When I ran into this, I discovered the reason this was happening is that session cookies set on the server usually do not have an expiration value set. The default behavior in this case is for the browser to discard the cookie when the browser is closed / re-opened. Since the browser does not resend the cookie on re-opening, the server has no way of identifying the session, even if it hasn't expired on the server yet, and thus, your user is redirected back to the login page.
When the user is using your site in web app mode (icon added to home screen), iOS treats navigating to / from the app the same way a desktop computer would treat closing and reopening the browser, and loses the session when reopened.

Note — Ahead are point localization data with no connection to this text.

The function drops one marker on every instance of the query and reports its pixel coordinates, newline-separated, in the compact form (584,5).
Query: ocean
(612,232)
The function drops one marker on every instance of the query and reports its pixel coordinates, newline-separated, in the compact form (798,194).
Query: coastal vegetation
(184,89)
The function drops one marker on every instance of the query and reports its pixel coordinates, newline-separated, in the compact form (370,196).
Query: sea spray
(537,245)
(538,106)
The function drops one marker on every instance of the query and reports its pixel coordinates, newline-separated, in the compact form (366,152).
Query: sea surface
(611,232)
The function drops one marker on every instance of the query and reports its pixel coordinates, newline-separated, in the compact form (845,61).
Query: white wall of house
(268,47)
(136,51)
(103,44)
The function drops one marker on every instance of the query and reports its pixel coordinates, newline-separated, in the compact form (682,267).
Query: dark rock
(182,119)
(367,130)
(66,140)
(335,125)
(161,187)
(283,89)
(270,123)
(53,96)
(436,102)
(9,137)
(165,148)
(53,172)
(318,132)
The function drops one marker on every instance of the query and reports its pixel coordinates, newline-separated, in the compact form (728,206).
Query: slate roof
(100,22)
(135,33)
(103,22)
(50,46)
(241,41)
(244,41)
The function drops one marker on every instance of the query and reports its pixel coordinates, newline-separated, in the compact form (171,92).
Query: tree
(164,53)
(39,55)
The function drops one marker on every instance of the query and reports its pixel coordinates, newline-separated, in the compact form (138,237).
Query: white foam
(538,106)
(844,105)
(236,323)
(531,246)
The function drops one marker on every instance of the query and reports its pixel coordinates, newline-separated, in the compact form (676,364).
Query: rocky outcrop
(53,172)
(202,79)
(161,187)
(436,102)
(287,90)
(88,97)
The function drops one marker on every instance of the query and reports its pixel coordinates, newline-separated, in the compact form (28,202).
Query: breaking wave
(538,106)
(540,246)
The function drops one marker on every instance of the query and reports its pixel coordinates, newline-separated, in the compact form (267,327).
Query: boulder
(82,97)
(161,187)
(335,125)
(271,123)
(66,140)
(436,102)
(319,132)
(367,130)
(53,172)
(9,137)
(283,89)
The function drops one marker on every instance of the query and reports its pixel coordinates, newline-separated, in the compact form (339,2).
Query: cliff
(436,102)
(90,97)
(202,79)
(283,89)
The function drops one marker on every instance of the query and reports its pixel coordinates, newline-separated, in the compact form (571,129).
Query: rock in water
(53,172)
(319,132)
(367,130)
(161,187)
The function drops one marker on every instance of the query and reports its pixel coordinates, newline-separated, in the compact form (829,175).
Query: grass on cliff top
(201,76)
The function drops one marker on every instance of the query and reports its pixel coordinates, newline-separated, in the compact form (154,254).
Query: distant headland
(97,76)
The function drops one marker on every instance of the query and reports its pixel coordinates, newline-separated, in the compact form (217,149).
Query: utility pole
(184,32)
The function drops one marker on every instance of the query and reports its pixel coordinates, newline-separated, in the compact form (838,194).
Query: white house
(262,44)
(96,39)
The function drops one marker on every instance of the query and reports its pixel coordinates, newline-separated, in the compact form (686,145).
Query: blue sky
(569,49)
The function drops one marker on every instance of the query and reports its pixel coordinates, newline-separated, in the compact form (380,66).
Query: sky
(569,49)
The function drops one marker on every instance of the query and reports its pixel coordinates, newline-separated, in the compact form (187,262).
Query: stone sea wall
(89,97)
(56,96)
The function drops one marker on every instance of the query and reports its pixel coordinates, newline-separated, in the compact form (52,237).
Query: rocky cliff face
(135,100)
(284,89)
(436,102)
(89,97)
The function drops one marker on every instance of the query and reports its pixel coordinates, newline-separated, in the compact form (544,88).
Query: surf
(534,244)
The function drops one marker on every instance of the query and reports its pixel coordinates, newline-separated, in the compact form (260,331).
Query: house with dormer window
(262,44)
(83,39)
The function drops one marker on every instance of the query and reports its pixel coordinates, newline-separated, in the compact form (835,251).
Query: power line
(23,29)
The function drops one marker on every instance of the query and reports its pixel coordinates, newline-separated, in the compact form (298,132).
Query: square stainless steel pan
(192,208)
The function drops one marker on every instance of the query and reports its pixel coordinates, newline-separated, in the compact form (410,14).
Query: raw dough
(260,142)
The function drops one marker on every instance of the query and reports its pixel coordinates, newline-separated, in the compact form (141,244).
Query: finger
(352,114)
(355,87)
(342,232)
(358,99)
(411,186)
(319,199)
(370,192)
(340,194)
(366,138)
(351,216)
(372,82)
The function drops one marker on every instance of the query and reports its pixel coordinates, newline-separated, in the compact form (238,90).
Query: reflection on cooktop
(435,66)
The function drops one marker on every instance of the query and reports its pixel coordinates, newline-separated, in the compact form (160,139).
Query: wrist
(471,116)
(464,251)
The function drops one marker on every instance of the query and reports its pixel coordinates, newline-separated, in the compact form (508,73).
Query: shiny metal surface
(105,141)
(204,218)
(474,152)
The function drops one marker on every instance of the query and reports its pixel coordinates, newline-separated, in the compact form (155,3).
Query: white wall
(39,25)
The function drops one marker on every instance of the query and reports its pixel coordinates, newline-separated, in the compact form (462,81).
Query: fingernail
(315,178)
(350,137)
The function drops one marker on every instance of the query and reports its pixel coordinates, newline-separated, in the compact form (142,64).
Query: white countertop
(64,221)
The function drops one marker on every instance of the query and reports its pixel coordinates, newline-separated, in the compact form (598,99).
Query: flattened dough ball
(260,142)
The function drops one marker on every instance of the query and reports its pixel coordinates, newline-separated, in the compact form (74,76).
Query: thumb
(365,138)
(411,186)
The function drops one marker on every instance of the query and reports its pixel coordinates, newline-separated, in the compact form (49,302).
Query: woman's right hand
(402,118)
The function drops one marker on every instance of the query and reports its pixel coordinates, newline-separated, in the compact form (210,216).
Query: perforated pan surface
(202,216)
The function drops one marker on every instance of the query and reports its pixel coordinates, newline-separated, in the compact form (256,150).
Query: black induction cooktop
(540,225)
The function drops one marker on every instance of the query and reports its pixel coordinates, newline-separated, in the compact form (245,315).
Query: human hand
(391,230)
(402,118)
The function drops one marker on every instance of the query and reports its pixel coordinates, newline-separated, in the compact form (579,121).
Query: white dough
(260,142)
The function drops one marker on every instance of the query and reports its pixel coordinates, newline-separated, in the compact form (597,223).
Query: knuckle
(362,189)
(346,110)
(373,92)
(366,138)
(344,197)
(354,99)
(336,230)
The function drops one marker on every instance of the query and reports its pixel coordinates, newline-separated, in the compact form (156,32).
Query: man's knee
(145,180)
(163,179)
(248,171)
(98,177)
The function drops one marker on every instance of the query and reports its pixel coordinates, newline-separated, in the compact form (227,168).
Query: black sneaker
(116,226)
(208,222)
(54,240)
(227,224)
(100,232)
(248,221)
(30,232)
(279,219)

So following Wilbo's suggestion and setting an expiration time for the cookie, iOS checks if the cookie has expired when the user navigates back to your app, and if it hasn't, re-sends the cookie, thus maintaining the session. The value of 1 year in Wilbo's answer is ridiculously long, you would typically want to set this to something like 8 or 24 hours, and ideally sync it with the session expiry timeout value you have set on the server.
Note that as a side effect, when your site is accessed from a desktop browser, and the user closes and re-opens the browser, the session would continue to persist and the user will still be logged in, which wouldn't have been the case previously (unless they were browsing privately). Your "Logout" feature would have to properly handle expiring this cookie.
For a Java webapp using web.xml version 3.0 or higher, the easiest way to do this is to modify <session-config> as follows:
<session-config>
<session-timeout>600</session-timeout> <!-- In minutes -->
<cookie-config>
<http-only>true</http-only>
<secure>true</secure>
<max-age>36000</max-age> <!-- In seconds -->
</cookie-config>
</session-config>
There are persistent key-value storage and database storage available for web apps. You can save your authentication data using localStorage object and use XMLHttpRequest to send it to the server.
Another option is saving your persistent data in a SQLite database, however this doesn’t seem to be a proper solution in your case.
Check out Apple’s Client-Side Storage and Offline Applications Programming Guide for details/examples.